When I started this blog, I didn't have a vision for what I wanted to say. Which voice would author this blog?
- The frustrated patient fighting an invisible illness?
- The PhD student who studies politics and power in the Canadian health system?
- Or perhaps the voice of the 'former-health-system-administrator' would come through?
As it happened, none of the things I hoped to say were coming out clearly because my brain had turned into pea soup. I suppose when you name your site "brain fog", it should be a tip off that you aren't in a good head-space.
Last spring I quit writing here, thinking 'if I am sick of listening to myself complain about feeling crappy all of the time, everyone else must be too'.
Summer came and I sank lower into the pit of illness. I won't belabour the point, but I was just seriously unwell.

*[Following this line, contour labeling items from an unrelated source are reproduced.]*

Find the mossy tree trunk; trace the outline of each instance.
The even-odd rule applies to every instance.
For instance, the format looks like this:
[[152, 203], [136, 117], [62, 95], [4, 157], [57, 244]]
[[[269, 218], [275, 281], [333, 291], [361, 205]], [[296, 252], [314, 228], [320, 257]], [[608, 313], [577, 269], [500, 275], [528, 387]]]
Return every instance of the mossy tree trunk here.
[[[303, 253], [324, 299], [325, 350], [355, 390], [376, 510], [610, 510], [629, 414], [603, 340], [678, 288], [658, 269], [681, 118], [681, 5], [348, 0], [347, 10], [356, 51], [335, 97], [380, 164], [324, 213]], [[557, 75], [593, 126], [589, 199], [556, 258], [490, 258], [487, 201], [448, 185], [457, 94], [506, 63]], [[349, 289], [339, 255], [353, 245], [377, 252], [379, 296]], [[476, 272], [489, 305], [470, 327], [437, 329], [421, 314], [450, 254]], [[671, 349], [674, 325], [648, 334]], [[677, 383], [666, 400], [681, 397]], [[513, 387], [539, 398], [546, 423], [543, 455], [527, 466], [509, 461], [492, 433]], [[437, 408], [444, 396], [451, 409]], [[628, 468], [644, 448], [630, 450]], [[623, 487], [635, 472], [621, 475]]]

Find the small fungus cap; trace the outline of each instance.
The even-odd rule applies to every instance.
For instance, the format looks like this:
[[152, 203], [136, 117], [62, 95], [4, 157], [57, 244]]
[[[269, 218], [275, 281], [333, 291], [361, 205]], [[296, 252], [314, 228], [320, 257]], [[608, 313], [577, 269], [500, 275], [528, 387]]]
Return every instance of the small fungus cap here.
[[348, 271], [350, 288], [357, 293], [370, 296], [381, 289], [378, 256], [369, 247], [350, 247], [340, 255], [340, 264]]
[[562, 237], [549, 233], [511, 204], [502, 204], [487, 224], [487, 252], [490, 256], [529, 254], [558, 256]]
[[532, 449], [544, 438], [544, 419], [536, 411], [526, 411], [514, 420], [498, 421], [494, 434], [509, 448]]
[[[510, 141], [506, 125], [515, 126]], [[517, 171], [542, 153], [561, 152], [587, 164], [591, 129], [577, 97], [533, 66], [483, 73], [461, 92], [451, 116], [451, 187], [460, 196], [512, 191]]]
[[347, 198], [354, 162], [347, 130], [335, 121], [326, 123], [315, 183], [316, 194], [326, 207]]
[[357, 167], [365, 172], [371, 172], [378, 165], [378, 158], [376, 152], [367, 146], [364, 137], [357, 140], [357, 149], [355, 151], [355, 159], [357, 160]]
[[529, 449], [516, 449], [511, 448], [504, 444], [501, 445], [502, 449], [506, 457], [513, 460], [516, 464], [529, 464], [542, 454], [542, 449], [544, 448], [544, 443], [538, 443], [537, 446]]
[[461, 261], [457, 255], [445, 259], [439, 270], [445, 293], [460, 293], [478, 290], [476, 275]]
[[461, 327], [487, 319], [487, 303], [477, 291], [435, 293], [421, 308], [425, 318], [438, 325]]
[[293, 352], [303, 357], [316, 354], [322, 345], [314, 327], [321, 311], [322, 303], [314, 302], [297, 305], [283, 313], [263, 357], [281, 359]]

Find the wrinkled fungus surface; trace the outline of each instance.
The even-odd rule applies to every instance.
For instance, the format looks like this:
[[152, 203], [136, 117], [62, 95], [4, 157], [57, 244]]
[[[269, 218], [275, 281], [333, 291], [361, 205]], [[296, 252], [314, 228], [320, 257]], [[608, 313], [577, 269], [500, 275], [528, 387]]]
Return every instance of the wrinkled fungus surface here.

One day my neighbour saw me on my porch (a big outing at the time) and suggested I visit the "private, executive health clinic" in town. HERESY! Private clinics are for Americans and people who don't believe in the Canadian value of Universal Healthcare. It would be an act of treason.
The fact is, I was too sick to care about my values anymore. I had stayed the course with the public system and I was getting worse by the day. So off I went to the private clinic for a health workup complete with smoked salmon and orange juice.
The private clinic picked up something that everyone else seemed to have missed. Hypothyroid & Anemia. I would never, in a million years imagined that these two benign sounding conditions could cause all of the physical misery and cognitive problems I was having.
But the results don't lie. After two months of treatment, I started to feel better. I started to read books again. I started to walk upstairs without having to rest halfway. I went back to school. I took on a volunteer position in clinical social work. And I haven't looked back (very much).
Interestingly, since my thyroid came under control, I have had almost no symptoms of depression. I am grateful for the chance to feel healthy again and I am angry at the internist who told me my problems were "all in my head". I also am perplexed that it took a private clinic to take my complaints seriously.
What does this say about the Canadian system that I believe in so dearly? I believe that it has something to do with the power that being a 'consumer' of health services confers on a patient.
I felt conflicted between my values and my personal experience - and realized that I may have just tapped into a great thesis topic.
In the end, as much as I would like to find one voice to speak from, I realize that, like all of us, I have occupy multiple roles: patient, practitioner, student, researcher, critic & proud Canadian.
So, I'm thinking of blogging again. I'm not sure where it might take me, but hopefully there will be some interesting discussions along the way!